Nightmare on Elm Street II: Freddie’s Revenge is a cult classic in queer horror subtext. The plot literally revolves around Freddie trying to get into main character Jesse Walsh’s body. At one point, Jesse even winds up in a gay bar.
we should consider what differences would be made if Freddie’s Revenge had been out of the closet. A good comparison is 2021’s Chucky TV Series. No, seriously, stay with me. Chucky stars Zackary Arthur as Jake Wheeler, a confused spooky-gay teen who winds up in the crosshairs of everyone’s favorite killer cabbage patch doll. Helmed by out and proud Chucky originator Don Mancini, I could spend a lot of time talking about what I liked about this series – and spoilers, I probably will at some point. But What’s most important in comparing Chucky with Freddie’s Revenge, and how the two relate to They Slash Them, is how the central themes of being young and gay correlate to the villains of these stories.
Both Wheeler and Walsh personify two common themes of being young and queer: confusion and self-inflected frustration.
They slash them is a rarity for not only showcasing queer people, but specifically non-cis and non-gendered peoples. But how well does it showcase and utilize these characters?
From the moment I began watching the trailer for they slash them, however, I began to wonder if the movie was going to be more about buzzwords and what people think non conforming people are like, or if it was going to be a well told story that felt true to nonbinary people. I was worried that the movie would be given the CW or MTV scripted comedy version of queer identities. (And to be honest, looking back I don’t think I was wrong.)

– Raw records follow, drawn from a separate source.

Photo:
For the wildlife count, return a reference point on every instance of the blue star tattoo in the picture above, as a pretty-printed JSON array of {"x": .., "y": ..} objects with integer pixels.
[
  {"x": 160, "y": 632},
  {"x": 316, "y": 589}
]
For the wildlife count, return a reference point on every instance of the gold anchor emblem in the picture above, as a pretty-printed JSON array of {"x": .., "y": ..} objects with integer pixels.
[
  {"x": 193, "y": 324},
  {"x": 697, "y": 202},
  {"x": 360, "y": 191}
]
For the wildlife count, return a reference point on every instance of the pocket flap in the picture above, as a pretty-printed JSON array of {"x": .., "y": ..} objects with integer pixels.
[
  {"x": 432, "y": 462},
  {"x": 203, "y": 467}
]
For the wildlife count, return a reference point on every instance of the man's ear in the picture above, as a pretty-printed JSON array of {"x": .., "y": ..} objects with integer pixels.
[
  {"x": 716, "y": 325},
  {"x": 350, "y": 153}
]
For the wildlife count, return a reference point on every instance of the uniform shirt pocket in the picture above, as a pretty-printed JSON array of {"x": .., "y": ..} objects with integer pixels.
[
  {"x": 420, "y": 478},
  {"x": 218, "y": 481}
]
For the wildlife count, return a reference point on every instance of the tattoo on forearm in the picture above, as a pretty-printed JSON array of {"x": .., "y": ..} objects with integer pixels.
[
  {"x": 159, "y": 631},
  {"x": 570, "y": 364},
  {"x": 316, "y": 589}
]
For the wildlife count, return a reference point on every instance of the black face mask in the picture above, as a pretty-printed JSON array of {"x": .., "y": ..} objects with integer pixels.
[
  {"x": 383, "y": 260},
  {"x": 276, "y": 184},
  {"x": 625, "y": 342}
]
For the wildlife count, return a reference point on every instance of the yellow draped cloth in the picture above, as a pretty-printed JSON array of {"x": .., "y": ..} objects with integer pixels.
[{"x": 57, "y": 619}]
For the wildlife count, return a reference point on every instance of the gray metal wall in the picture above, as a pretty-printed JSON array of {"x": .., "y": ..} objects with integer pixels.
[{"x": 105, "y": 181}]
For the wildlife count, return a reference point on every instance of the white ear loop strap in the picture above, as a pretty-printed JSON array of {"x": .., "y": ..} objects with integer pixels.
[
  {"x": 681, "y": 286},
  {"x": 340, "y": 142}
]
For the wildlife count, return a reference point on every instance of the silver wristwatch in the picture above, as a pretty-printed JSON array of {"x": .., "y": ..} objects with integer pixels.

Written and directed by openly gay John Logan, the film is his director debut, but Logan had worked on various movies and television shows ahead of they slash them. Unfortunately for Logan reviews have been generally less than favorable, but for a movie about queer people in a straight dominated genre, I don’t think anyone should hold reviews against him. For this reason, I went into they slash them hopefully optimistic. I will watch pretty much anything about queer people and rate it on a curve.
The biggest problem with they slash them is that they don’t slash any thems. Without spoiling the one and only twist, which is admittedly already badly done and obvious, only one person is killed in the first hour and 20 minutes aside from the cold open. In a movie about the horrors of gay conversion, the horrors are not heaped onto the campers.

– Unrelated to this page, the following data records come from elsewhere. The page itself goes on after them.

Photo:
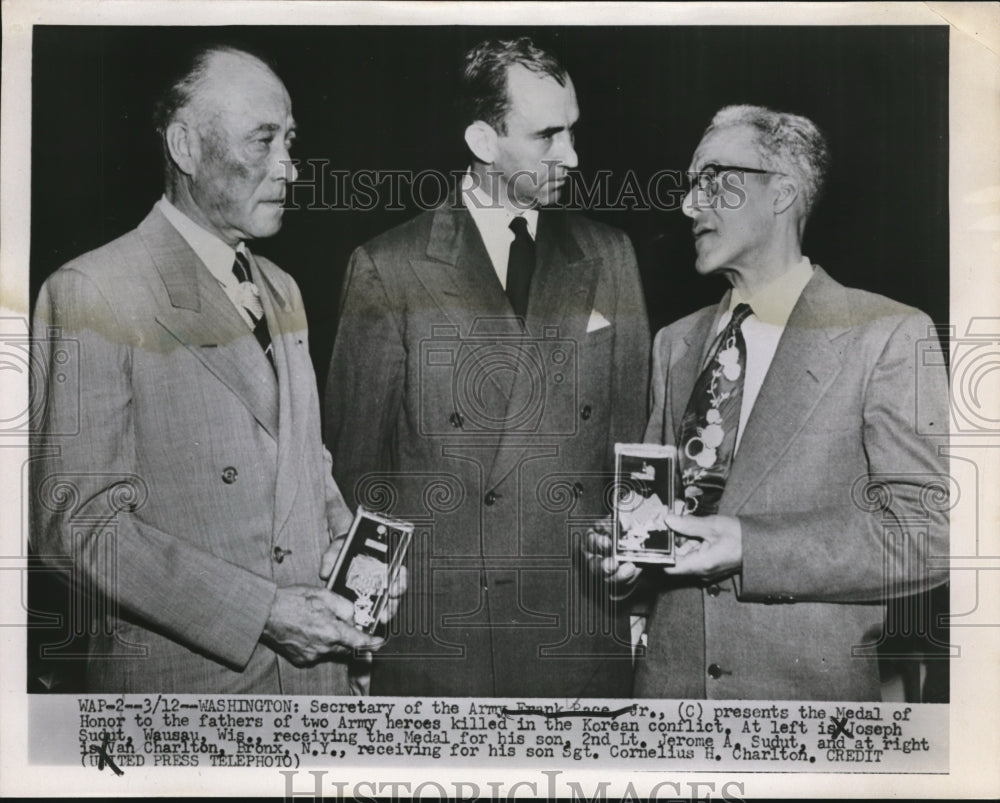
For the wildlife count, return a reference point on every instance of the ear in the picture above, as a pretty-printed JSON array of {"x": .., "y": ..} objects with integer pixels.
[
  {"x": 788, "y": 191},
  {"x": 482, "y": 138},
  {"x": 182, "y": 142}
]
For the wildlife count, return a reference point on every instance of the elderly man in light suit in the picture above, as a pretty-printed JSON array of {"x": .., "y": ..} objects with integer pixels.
[
  {"x": 810, "y": 470},
  {"x": 490, "y": 352},
  {"x": 195, "y": 492}
]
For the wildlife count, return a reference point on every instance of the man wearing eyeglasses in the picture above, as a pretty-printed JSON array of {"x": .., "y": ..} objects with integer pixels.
[{"x": 811, "y": 492}]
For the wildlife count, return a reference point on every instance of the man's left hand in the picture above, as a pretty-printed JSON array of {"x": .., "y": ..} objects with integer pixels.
[
  {"x": 396, "y": 589},
  {"x": 712, "y": 548}
]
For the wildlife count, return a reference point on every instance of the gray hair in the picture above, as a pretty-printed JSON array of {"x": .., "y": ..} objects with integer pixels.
[
  {"x": 787, "y": 142},
  {"x": 181, "y": 92}
]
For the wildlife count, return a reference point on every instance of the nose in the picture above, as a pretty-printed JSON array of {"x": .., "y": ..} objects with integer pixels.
[
  {"x": 566, "y": 152},
  {"x": 687, "y": 207},
  {"x": 284, "y": 166}
]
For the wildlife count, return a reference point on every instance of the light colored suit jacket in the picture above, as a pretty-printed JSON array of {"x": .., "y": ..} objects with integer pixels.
[
  {"x": 841, "y": 489},
  {"x": 179, "y": 466},
  {"x": 498, "y": 444}
]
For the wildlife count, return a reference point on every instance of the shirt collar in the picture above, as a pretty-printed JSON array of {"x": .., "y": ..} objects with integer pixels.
[
  {"x": 773, "y": 303},
  {"x": 489, "y": 214},
  {"x": 217, "y": 255}
]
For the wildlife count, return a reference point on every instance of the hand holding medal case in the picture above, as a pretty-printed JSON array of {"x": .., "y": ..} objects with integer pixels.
[
  {"x": 368, "y": 564},
  {"x": 644, "y": 491}
]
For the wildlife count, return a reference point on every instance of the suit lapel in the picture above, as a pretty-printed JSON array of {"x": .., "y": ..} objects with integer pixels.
[
  {"x": 684, "y": 373},
  {"x": 204, "y": 320},
  {"x": 805, "y": 364},
  {"x": 288, "y": 340},
  {"x": 559, "y": 305}
]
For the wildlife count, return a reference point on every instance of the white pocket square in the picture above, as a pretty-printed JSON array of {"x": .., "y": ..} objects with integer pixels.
[{"x": 597, "y": 321}]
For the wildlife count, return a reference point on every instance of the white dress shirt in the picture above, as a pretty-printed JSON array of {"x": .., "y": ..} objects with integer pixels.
[
  {"x": 216, "y": 255},
  {"x": 493, "y": 219},
  {"x": 772, "y": 304}
]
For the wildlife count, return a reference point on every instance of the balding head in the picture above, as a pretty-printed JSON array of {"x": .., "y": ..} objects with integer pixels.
[{"x": 226, "y": 125}]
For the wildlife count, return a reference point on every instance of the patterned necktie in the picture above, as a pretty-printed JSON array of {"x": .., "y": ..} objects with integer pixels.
[
  {"x": 712, "y": 418},
  {"x": 520, "y": 266},
  {"x": 249, "y": 296}
]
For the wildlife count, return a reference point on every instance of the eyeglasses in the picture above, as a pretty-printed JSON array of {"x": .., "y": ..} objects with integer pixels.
[{"x": 707, "y": 179}]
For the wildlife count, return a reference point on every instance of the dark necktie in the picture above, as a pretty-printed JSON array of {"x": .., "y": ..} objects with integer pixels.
[
  {"x": 241, "y": 270},
  {"x": 520, "y": 266},
  {"x": 712, "y": 418}
]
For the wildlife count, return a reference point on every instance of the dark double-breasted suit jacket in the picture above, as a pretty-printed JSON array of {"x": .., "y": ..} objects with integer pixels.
[
  {"x": 497, "y": 442},
  {"x": 183, "y": 477},
  {"x": 841, "y": 488}
]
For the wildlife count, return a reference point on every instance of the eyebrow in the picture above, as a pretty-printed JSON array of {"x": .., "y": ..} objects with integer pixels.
[
  {"x": 554, "y": 129},
  {"x": 271, "y": 128}
]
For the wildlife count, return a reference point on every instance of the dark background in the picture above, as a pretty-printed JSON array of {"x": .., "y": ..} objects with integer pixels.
[{"x": 380, "y": 98}]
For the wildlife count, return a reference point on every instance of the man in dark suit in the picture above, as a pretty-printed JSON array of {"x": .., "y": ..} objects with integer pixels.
[
  {"x": 187, "y": 478},
  {"x": 489, "y": 355},
  {"x": 809, "y": 448}
]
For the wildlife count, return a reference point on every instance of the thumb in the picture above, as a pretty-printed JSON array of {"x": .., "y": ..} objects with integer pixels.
[
  {"x": 695, "y": 526},
  {"x": 341, "y": 608}
]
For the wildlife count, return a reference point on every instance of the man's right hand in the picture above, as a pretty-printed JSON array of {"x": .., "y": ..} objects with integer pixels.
[
  {"x": 307, "y": 624},
  {"x": 600, "y": 558}
]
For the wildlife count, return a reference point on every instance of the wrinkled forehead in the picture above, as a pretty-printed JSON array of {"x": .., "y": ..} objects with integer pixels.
[
  {"x": 731, "y": 145},
  {"x": 539, "y": 98},
  {"x": 242, "y": 87}
]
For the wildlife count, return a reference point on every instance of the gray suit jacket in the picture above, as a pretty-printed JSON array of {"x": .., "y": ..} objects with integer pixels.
[
  {"x": 498, "y": 444},
  {"x": 841, "y": 489},
  {"x": 178, "y": 466}
]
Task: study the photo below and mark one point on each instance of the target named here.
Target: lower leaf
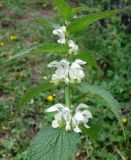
(53, 144)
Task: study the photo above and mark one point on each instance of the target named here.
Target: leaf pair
(53, 144)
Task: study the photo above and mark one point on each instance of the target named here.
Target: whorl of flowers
(68, 72)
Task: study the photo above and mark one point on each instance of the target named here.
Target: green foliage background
(110, 41)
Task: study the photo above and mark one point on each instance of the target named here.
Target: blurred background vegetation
(110, 41)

I hesitate to call this a horror movie. This is a badly done drama with a pink musical break that tacks on some horror tv show elements in the last twenty minutes. It’s called they slash them but nobody is slashed for the majority of the film. And why is everyone singing that pink song?
This movie was written by a theater gay with no sense of horror pacing, and it was created to preach a message about acceptance to an audience that has already accepted themselves. Who else would be watching a movie about they/ thems? Who is this movie for?
That’s not to say there weren’t moments I enjoyed. But the problem is that for a movie that puts slasher genre front and center, it is disingenuous to then not be a true slasher film. To compare to Fear Street again, the central queer couple do not drone on about how great it is to be themselves or what it means to be queer. They’re busy stopping zombies or the souls of the damned or whatever.
Theo Germaine as Jordan Lewis deserved better. Theo served stoic they realness that carried the majority of the film, and their portrayal only faltered due to the over the top hamminess of the script. Had the film been an actual slasher film, they would have made the perfect final they.
Over all, I hope we can get to a place where queer people can show up in horror as more than just the funky best friend. The babadook can not be the only true horror film for the gays, and the alphabet mafia deserves to be in stories where they’re slaughtered, stalked, transformed, and haunted just like straight cis people.